Autoscale workloads with Datadog

Uses: Kong Gateway Operator
Related Documentation
TL;DR

Deploy a DataPlaneMetricsExtension to collect metrics (like latency) from a target service, expose those metrics on the /metrics endpoint, and configure the operator to reference this data for scaling decisions.

Prerequisites

If you don’t have a Konnect account, you can get started quickly with our onboarding wizard.

  1. The following Konnect items are required to complete this tutorial:
    • Personal access token (PAT): Create a new personal access token by opening the Konnect PAT page and selecting Generate Token.
  2. Set the personal access token as an environment variable:

    export KONNECT_TOKEN='YOUR KONNECT TOKEN'
    
  1. Install the Gateway API CRDs before installing Kong Ingress Controller.
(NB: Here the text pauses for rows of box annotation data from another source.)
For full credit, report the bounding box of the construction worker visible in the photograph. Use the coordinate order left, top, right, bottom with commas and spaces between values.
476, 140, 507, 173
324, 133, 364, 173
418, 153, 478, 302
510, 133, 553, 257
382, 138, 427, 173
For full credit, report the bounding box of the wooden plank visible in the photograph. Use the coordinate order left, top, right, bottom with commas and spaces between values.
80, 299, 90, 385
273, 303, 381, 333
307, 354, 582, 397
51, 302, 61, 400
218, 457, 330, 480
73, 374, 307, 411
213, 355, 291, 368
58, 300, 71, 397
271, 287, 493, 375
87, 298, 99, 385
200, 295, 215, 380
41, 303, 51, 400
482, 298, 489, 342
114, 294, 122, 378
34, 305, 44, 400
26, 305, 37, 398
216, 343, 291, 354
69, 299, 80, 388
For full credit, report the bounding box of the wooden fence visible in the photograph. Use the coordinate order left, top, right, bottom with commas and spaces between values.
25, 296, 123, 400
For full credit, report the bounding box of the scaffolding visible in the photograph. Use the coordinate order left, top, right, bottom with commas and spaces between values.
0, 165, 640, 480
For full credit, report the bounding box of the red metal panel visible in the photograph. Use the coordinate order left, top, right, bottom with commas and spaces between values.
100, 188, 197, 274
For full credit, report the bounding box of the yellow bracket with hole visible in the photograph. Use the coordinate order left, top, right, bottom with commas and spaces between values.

    kubectl apply -f https://github.com/kubernetes-sigs/gateway-api/releases/download/v1.3.0/standard-install.yaml
    
  2. Create a Gateway and GatewayClass instance to use.

echo "
apiVersion: v1
kind: Namespace
metadata:
  name: kong
---
apiVersion: gateway.networking.k8s.io/v1
kind: GatewayClass
metadata:
  name: kong
  annotations:
    konghq.com/gatewayclass-unmanaged: 'true'
spec:
  controllerName: konghq.com/gateway-operator
---
apiVersion: gateway.networking.k8s.io/v1
kind: Gateway
metadata:
  name: kong
spec:
  gatewayClassName: kong
  listeners:
  - name: proxy
    port: 80
    protocol: HTTP
    allowedRoutes:
      namespaces:
         from: All
" | kubectl apply -n kong -f -
  1. Add the Kong Helm charts:

    helm repo add kong https://charts.konghq.com
    helm repo update
    
  2. Create a kong namespace:

    kubectl create namespace kong --dry-run=client -o yaml | kubectl apply -f -
    
  3. Install Kong Ingress Controller using Helm:

    helm upgrade --install kgo kong/gateway-operator -n kong-system --create-namespace  \
      --set image.tag=1.5 \
      --set kubernetes-configuration-crds.enabled=true \
      --set env.ENABLE_CONTROLLER_KONNECT=true
    
  4. Apply a KongLicense. This assumes that your license is available in ./license.json

    echo "
    apiVersion: configuration.konghq.com/v1alpha1
    kind: KongLicense
    metadata:
     name: kong-license
    rawLicenseString: '$(cat ./license.json)'
    " | kubectl apply -f -
    

This how-to requires some Kubernetes services to be available in your cluster. These services will be used by the resources created in this how-to.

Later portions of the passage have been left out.